【Scene6-5】――夜の独白・評価の掌握
夜の闇がクラリッサ邸を包む。
自室の窓からは、月光に照らされた庭の紅薔薇が揺れている。花弁は風にそよぎ、静かに水面の噴水へと落ちていく。
クラリッサは机に向かい、日記風に筆を走らせる。
文字は整然としているが、そこには冷徹な計算が潜んでいた。
「リゼットの評判:軽く下落」
「王太子の視線:微妙に変化」
「貴族たちの心:微妙な恐怖と称賛」
紅茶を一口すすると、湯気が鼻孔をくすぐる。
彼女の口角がわずかに上がる。微笑みは優雅で、何事もなかったかのようだが、その眼差しの奥には小さな刃が光る。

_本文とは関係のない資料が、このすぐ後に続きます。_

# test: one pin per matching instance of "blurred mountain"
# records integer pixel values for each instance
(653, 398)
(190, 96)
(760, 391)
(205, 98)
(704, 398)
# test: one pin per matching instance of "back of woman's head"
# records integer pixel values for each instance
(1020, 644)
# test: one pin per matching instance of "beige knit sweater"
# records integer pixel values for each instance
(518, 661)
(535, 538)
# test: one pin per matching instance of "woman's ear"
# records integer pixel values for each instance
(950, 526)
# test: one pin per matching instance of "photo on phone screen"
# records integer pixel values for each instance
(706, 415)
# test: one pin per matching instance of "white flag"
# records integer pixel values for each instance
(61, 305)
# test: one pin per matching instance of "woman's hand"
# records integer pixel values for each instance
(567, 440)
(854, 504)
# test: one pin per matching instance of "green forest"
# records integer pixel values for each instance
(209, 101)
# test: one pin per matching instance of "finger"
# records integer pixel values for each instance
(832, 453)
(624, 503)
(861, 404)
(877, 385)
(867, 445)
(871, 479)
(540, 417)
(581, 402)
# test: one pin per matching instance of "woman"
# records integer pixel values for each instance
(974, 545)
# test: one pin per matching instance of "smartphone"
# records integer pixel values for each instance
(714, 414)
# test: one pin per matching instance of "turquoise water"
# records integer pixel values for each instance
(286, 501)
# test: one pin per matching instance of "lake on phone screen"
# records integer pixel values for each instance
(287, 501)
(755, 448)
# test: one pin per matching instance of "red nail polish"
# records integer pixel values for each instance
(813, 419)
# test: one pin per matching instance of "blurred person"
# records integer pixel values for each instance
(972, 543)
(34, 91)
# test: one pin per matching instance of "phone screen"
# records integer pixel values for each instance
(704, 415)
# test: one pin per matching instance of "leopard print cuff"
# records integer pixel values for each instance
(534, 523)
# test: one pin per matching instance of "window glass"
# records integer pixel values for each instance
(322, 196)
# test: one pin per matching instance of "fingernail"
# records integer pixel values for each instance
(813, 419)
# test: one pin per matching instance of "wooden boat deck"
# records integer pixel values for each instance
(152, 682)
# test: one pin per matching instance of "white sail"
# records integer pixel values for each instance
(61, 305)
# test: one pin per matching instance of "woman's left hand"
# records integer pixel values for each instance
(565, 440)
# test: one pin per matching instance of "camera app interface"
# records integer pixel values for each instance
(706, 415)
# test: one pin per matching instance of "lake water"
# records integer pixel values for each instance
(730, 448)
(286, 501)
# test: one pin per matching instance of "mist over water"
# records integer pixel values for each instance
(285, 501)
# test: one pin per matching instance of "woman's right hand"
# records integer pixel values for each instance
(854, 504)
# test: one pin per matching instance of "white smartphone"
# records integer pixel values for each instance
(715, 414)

> “これで物語の駒は少しずつ私の思う方向に動き始めた。”
扇子を片手に窓辺に立ち、揺れる紅薔薇を眺める。
風に舞う花弁のように、評判もまた自然に動いているかのようだ。だが、その裏には彼女の意図が確かにある。
リリアが小さく息を吐き、震えながら呟く。
「……明日には誰かが泣いていそうです……」
クラリッサはその言葉に軽く笑いを含ませ、紅茶の湯気に溶け込ませる。
「ふふ、上等。涙も、微笑みも、すべて舞台の一部。観客は自ら転ぶのを楽しむだけよ。」
夜風に揺れる薔薇、静かな書斎、紅茶の香り。
すべてが、彼女の計算の下で完璧に調和しているかのように見えた。
だが、その静けさの奥には、冷たくも美味しい策略の気配が漂っていた。